# Root missing from cm_shadow_full-3.zip



## 5cr34m1n6mu73 (Jun 14, 2011)

just installed this and none of my appz that require root function.

@scr34m1n6mu73


----------



## Flying_Hellfish (Jun 6, 2011)

Check the main CM thread. All you have to do is download SU efgh from ROM Manager in extras. Reboot to recovery from the CM power menu and flash it from the /clockworkrecovery folder. Root will be back.


----------



## b16 (Jun 6, 2011)

If not it is here - THREAD


----------



## 5cr34m1n6mu73 (Jun 14, 2011)

Flying_Hellfish said:


> Check the main CM thread. All you have to do is download SU efgh from ROM Manager in extras. Reboot to recovery from the CM power menu and flash it from the /clockworkrecovery folder.

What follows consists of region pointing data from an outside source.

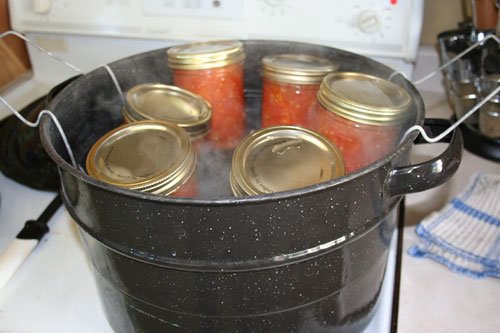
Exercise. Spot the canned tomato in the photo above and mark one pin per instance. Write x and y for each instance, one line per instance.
(289, 87)
(362, 114)
(154, 101)
(214, 70)
(150, 156)
(282, 158)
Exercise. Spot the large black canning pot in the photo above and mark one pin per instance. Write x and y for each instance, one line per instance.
(307, 260)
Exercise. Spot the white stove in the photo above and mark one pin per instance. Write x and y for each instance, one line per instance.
(54, 290)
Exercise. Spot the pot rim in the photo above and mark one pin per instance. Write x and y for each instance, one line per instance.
(255, 199)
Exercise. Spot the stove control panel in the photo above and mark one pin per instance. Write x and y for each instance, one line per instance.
(380, 28)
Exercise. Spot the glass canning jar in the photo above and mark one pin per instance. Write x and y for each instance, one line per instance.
(214, 70)
(362, 114)
(289, 86)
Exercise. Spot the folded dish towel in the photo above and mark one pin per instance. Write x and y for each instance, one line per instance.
(465, 234)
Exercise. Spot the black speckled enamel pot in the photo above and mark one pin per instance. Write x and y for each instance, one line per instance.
(307, 260)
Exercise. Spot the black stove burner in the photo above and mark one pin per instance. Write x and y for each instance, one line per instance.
(22, 156)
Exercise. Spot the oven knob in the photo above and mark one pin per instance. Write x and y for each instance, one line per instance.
(41, 6)
(369, 21)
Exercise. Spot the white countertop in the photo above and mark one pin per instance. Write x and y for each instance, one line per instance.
(433, 298)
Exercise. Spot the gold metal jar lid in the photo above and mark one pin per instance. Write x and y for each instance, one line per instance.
(364, 98)
(282, 158)
(205, 55)
(296, 68)
(154, 101)
(150, 156)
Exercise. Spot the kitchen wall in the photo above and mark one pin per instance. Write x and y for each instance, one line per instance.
(440, 16)
(13, 56)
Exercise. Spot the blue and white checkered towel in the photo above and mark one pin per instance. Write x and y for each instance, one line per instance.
(465, 234)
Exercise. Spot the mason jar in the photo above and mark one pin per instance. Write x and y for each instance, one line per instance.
(214, 70)
(149, 156)
(155, 101)
(290, 83)
(283, 158)
(361, 114)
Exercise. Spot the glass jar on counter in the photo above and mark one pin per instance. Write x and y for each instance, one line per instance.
(214, 70)
(154, 101)
(289, 87)
(149, 156)
(362, 114)
(283, 158)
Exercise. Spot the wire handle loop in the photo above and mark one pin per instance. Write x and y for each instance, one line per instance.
(466, 115)
(43, 112)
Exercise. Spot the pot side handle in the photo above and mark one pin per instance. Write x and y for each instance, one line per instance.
(429, 174)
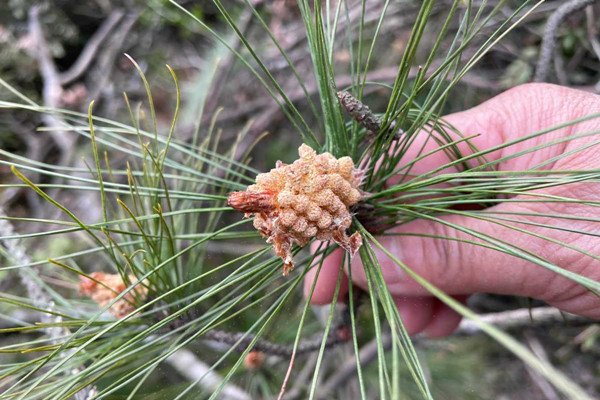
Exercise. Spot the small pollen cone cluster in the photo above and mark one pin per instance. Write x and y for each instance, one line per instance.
(102, 295)
(310, 198)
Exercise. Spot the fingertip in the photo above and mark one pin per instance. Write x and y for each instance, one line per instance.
(443, 323)
(326, 280)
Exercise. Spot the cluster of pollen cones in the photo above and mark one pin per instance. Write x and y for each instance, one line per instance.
(310, 198)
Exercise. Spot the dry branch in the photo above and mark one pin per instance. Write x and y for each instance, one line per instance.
(549, 40)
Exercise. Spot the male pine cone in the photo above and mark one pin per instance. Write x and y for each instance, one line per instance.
(310, 198)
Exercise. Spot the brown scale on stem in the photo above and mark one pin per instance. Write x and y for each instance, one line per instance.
(310, 198)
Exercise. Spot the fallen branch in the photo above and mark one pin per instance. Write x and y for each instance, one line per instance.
(188, 365)
(91, 48)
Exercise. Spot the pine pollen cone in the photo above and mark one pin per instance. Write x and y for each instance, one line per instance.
(310, 198)
(104, 295)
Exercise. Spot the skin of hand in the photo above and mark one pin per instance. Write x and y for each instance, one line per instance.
(461, 269)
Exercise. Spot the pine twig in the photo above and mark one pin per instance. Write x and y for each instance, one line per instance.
(550, 38)
(364, 116)
(280, 350)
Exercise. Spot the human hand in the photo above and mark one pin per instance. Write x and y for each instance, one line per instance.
(461, 269)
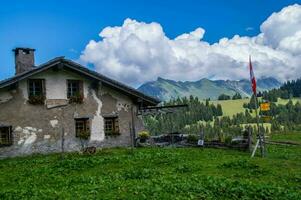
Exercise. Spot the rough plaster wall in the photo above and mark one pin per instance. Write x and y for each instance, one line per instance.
(56, 83)
(5, 96)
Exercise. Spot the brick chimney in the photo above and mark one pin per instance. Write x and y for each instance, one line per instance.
(24, 59)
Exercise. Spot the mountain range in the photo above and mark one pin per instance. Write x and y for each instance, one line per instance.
(165, 89)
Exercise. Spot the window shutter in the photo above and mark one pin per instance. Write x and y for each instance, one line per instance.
(81, 88)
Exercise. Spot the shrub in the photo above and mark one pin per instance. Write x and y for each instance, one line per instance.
(77, 98)
(228, 139)
(144, 134)
(84, 135)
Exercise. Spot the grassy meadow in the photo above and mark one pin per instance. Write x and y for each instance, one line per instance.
(232, 107)
(156, 173)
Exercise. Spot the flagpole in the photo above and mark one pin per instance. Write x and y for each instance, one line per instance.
(260, 135)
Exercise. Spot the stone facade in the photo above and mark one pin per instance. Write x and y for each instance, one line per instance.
(39, 128)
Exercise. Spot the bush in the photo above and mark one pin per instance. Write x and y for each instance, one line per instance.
(224, 97)
(77, 98)
(228, 139)
(144, 134)
(193, 139)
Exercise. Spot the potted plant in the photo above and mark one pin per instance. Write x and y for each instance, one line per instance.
(76, 98)
(112, 133)
(36, 100)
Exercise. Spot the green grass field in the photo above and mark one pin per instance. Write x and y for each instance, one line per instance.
(156, 173)
(232, 107)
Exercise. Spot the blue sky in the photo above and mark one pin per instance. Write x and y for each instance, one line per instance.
(64, 27)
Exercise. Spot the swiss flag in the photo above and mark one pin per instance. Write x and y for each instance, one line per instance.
(252, 77)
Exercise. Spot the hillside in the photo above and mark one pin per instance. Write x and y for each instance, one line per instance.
(165, 89)
(156, 173)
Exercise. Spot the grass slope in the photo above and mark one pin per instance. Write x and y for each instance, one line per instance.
(155, 173)
(232, 107)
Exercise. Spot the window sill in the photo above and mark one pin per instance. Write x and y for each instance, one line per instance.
(112, 134)
(36, 100)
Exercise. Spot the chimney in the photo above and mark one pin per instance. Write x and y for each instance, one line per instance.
(24, 59)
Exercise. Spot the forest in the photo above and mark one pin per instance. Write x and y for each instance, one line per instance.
(204, 116)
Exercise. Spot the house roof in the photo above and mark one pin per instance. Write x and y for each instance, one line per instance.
(83, 70)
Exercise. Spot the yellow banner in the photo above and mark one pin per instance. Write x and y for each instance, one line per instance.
(265, 106)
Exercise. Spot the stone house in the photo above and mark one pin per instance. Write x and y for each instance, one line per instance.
(52, 107)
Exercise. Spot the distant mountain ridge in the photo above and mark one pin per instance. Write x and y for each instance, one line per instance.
(165, 89)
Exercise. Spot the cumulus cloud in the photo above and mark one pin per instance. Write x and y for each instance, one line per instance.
(137, 52)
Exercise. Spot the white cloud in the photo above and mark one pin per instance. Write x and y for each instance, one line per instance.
(137, 52)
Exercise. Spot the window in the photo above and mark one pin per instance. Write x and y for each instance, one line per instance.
(36, 87)
(6, 136)
(111, 126)
(82, 127)
(36, 91)
(75, 91)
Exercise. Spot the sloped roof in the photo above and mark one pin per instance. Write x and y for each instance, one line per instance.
(83, 70)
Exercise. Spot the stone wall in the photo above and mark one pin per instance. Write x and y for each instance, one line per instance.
(37, 129)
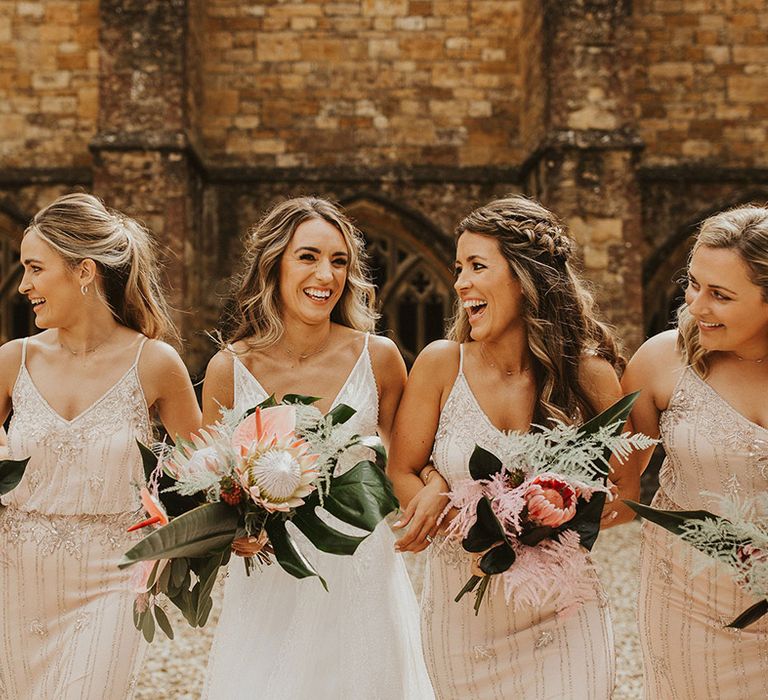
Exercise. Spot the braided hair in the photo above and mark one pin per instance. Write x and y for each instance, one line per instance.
(559, 312)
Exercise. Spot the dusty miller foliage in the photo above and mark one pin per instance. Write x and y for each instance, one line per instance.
(562, 449)
(739, 538)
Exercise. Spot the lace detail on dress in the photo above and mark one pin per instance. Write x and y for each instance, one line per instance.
(62, 478)
(725, 439)
(69, 533)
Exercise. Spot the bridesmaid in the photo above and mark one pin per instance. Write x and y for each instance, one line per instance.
(81, 391)
(525, 347)
(304, 309)
(703, 391)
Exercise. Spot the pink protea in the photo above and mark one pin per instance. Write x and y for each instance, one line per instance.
(550, 500)
(275, 468)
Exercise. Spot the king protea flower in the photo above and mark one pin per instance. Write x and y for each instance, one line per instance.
(274, 467)
(550, 500)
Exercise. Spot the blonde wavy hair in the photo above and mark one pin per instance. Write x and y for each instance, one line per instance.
(558, 310)
(79, 227)
(256, 316)
(745, 231)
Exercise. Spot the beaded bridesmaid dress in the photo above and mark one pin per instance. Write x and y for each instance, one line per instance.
(688, 654)
(502, 653)
(288, 639)
(66, 629)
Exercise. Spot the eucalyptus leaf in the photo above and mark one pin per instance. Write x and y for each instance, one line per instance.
(498, 559)
(533, 535)
(750, 615)
(11, 472)
(341, 414)
(148, 627)
(301, 399)
(204, 611)
(483, 464)
(374, 443)
(672, 520)
(152, 574)
(616, 413)
(163, 622)
(148, 459)
(202, 530)
(468, 587)
(586, 522)
(486, 531)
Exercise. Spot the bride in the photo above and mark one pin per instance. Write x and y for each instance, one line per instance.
(304, 310)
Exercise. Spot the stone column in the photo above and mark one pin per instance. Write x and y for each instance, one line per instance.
(583, 147)
(145, 162)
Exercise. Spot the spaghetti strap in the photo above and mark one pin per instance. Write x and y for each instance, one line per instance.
(138, 352)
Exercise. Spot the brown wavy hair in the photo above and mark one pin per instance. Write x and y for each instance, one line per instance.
(559, 311)
(78, 227)
(257, 314)
(745, 231)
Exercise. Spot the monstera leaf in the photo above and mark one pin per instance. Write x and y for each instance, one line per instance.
(197, 533)
(11, 472)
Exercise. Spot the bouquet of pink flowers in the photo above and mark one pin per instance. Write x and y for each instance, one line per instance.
(738, 538)
(532, 512)
(247, 476)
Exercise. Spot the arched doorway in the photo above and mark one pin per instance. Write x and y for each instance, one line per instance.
(410, 263)
(15, 314)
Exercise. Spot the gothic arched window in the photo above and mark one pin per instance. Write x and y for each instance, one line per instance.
(412, 275)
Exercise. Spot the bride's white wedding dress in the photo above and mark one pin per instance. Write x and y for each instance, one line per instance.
(281, 638)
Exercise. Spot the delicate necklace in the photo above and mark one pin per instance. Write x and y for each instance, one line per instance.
(508, 372)
(746, 359)
(87, 351)
(306, 355)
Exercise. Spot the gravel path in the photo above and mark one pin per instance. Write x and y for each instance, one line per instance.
(175, 669)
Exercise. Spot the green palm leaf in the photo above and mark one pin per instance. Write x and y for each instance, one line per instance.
(11, 472)
(361, 497)
(201, 531)
(323, 536)
(288, 555)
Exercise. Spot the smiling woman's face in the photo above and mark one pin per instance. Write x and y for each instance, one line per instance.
(51, 286)
(730, 311)
(490, 294)
(313, 271)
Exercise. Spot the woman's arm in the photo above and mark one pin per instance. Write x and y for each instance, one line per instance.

Root will be back.


I see no heading of "extras" in ROM Manager, which also requires root to run properly. So I opened Superuser app and at the bottom of the page under settings I see where I am out of date and downloaded su-2.3.1 zip, rebooted into recovery and tried to install but it was aborted because it was "bad". I am restoring to a backup I made prior to flashing to the nightly which should give me root again and will try to download and install the update again.


----------



## 5cr34m1n6mu73 (Jun 14, 2011)

Okay after restoring backup of original cm install I immediately had one of those, "DOH!" moments and slapped my forehead with my palm... I either need coffee or sleep to regain my senses...coffee is brewing now. Thanks for the help pal!


----------